Speaker Bio: Aritra Mitra received the B.E. degree from Jadavpur University, Kolkata, India, and the M.Tech. degree from the Indian Institute of Technology Kanpur, India, in 2013 and 2015, respectively, both in Electrical engineering. He completed his Ph.D. degree in Electrical engineering at the School of Electrical and Computer Engineering, Purdue University, West Lafayette, IN, USA in July 2020. His current research interests include the design of distributed algorithms for estimation, inference and learning; networked control systems; and secure control.  He was a recipient of the University Gold Medal at Jadavpur University, and the Academic Excellence Award at IIT Kanpur.

Abstract: Decision-making problems in large-scale social and engineered systems often require a network of (mobile) agents to cooperatively understand the state of the world based on local observations, and the information acquired from neighbors. Typical examples include environmental monitoring or surveillance using mobile robot teams, and learning about social or political events by a community of individuals. Identifying the underlying state in these settings is, however, fraught with several challenges: intermittent or partially informative observations of the system state, loss of communication links due to mobility and packet drops, and the potential for misbehavior by some of the agents.
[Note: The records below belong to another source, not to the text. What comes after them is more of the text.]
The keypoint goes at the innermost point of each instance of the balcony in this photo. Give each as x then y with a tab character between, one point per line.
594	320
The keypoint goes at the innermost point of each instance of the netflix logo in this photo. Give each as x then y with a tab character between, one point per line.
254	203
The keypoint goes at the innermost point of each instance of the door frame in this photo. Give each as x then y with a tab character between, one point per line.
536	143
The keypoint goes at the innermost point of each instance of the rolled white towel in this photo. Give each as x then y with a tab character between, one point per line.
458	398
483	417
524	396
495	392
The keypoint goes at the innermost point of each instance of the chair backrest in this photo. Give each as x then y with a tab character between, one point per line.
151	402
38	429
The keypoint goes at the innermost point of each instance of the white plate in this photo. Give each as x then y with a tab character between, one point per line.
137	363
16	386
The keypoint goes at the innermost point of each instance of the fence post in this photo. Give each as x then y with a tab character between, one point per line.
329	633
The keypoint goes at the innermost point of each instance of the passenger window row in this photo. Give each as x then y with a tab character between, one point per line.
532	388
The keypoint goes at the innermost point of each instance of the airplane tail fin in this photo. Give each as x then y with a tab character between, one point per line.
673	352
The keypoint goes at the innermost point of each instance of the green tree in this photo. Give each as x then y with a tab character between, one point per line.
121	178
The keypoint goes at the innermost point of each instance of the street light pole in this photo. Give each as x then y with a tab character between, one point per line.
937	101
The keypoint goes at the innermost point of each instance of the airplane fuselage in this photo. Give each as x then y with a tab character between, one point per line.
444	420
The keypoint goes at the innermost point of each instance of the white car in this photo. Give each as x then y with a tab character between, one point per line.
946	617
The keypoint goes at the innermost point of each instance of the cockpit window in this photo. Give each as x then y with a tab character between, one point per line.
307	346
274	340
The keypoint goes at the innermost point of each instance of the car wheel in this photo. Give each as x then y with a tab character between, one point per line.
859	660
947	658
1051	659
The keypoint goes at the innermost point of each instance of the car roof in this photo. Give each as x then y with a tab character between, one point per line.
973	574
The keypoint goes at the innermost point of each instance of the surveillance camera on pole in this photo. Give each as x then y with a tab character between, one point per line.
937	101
In this work, we address these challenges for two canonical problems, namely distributed state estimation and distributed inference/ hypothesis testing. We first propose a simple method to design distributed observers for the most general category of LTI systems, linear measurement models, and static graphs by introducing the idea of a multi-sensor observable decomposition. Exploiting the notion of age-of-information in wireless networks, we show how our approach can be extended to accommodate a broad class of time-varying graphs. For solving the distributed hypothesis testing problem, we propose a learning rule that differs fundamentally from existing approaches, in that it does not employ any form of “belief-averaging”; instead, agents interact based on a min-protocol. We prove that with probability one, each agent learns the true state exponentially fast at a network-independent rate that strictly improves upon existing rates. Finally, we describe variants of our algorithms that are resilient to adversarial agents who deliberately inject misinformation into the network, or deviate from the prescribed protocols.